JUJUは名曲多いけど、2018年のこの曲は本当にしんみりしました。MVの小松菜奈も美しいし、曲も歌声も美しくて驚きました。あらためてJUJUの曲の数々を聴き直したいとまでは思わないけれど、その分この曲をリピートで何度でも聴きたいなと思うくらいこれ大好きです。


松本佳奈『あの陽だまりは瞼の裏』

松本佳奈というシンガーは千葉県を中心に活動してたシンガーで、特別有名ということもないけれど、独自の活動をしてて、曲が本当に良くて、ずっと密かに追っかけていた人です。
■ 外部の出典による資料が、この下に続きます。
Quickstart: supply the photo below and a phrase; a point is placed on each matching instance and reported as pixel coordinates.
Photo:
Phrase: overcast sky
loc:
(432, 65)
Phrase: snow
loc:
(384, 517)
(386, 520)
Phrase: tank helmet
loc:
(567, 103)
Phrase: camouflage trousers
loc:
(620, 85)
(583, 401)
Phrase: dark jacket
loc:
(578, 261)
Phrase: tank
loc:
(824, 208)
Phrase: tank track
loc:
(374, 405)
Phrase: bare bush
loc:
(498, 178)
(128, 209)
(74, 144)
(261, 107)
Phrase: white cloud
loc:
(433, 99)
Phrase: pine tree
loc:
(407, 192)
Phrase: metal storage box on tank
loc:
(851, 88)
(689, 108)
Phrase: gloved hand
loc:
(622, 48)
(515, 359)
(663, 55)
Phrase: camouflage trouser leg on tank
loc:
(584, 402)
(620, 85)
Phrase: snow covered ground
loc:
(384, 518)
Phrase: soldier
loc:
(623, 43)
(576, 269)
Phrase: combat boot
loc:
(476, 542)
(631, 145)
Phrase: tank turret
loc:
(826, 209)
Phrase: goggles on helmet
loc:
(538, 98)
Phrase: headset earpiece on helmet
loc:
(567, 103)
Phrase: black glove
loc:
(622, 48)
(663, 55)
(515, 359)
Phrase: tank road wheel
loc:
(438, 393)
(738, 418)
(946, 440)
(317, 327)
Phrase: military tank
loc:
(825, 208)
その松本佳奈が結婚をして出産をして。facebookでもつながっているのだけれど、最近は子育て投稿や地域活動などもいくつか投稿してて、ああ、歌うことと生きることが一体の人なんだなとようやく理解できました。ただただ職業として歌を生活から切り離して魅せている人もいますよ。その生活感の無さが魅力の一部ということもあるのだけれど、対照的に人生そのものが歌に重なっていることで、その全人生全表現が迫ってくるということもあって。松本佳奈という人はそういうシンガーの代表的存在です、僕の中では。だからこの曲だけを聴いてどうこうということを感じることはもしかしたらできないのかもしれないけれど、この記事は僕自身のオールタイムベストなので、やっぱり外すことのできない名曲なのですよ。


MinxZone『紙ピアノ』

MinxZoneはインディーズでの初CDを僕のレーベルからリリースしてくれた大阪のバンド。まだ4人体制だった頃、20歳だったか、その頃からずっと見てきて。その後3人になって全員で上京して、しばらくは僕の経営するカフェでバイトしてくれてました。いろんな形で応援してきた彼女たちの、これがメジャーデビューシングル。ボーカルゆかりの家庭事情とかもある程度知ってるのでこの「紙ピアノ」が表現している格差とかも涙無しには聴けません。それなのに常に明るく振舞う彼女たちの性格そのままに、この曲も格差があって悔しいよなんてことは微塵もなくて、紙ピアノを弾く自分の立ち位置からも「夢見ること、追いかけること、誰も拒んだりしないよ」と明るく前を向いている。あのメジャーデビューから10年が経過して、紆余曲折してきた彼女たちは今もちゃんと音楽活動を続けている。その不屈の生き様も含め、めっちゃ勇気をくれる曲です。


ケツメイシ『友よ ~ この先もずっと・・・』

ケツメイシはもう押しも押されぬ大ヒットメーカーで、この曲も「クレヨンしんちゃん」のテーマソングになっているらしく、その縁で当時保育園に通ってた息子が園で教えてもらって、行き帰りの自転車の後ろでずっと歌ってた。曲の言葉を繰り返し歌うことで小さな子供たちが友情というものをわかりやすく刷り込まれていくのですな。歌は時として刃にもなれば、心をコーティングする盾にもなり得る。そんなことを考えながら、涙を流して聴くことのできる僕的2017年マイベストソングだったわけです。